Ikea, the long-standing pillar of minimalist style and European design savvy, has abandoned Futura, the typeface used for decades in favour of Verdana. The choice to change typefaces is somewhat unexpected, but choosing Verdana, generally considered a web font, is truly puzzling. Ikea have used Futura, and later their own variant, Ikea Sans, for a long time. At least since 1965, seen in these images from a vintage catalogue.

Ikea's logo with Verdana

The design community is already buzzing. I learned about it from a post on Idsgn.

The reason for such a change is understandable, but ultimately lame. Like I said, Verdana is an on-screen font, and since the web is super-important these days, sources say the move will unify the materials. But at the same time, they acknowledge that the Ikea catalogue is the third most printed publication around the globe, trailing The Bible, and the Harry Potter books. (major skepticism for this statistic, by the way. I mean, don’t most people already have Bibles? It’s not like they need new editions.) If there is still so much weight behind the print endeavor, which abandon the standards for a web-print compromise.

Ikea catalogue with Futura
Previous catalogue using Futura

Ikea catalogue with Verdana
Present catalogue using Verdana

And, hello people, Helvetica also works in print and on the web. Why not go with Helvetica? (And having just visited the site, it seems they are using Helvetica for all but the big goofy animations.
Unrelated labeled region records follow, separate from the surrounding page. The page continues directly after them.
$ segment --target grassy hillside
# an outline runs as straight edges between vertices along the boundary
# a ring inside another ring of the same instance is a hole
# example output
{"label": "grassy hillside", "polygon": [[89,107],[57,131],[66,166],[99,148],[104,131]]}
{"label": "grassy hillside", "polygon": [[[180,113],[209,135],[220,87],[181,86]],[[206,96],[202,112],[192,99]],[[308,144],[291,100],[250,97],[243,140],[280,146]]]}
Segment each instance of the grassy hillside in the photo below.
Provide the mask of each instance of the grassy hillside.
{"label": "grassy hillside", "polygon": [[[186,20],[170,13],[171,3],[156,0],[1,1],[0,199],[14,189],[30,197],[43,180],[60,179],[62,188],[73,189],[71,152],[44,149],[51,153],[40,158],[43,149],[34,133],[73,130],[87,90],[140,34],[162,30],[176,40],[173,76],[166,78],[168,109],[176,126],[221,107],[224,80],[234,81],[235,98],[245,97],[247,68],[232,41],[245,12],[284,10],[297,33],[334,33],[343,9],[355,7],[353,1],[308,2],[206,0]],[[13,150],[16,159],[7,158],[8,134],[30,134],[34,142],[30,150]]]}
Now I’m confused.)

I hate to be a type snob in this matter, but as usual, I’m look at things from a branding point of view. Because Ikea has so much brand equity in their catalogue, and because their catalogue makes such use of bold, undecorated type, the change has far-reaching impact on the face of the brand. Also, Ikea is seen around the world as a Swedish national brand. They used to embody Scandinavian design within reach. Do they still?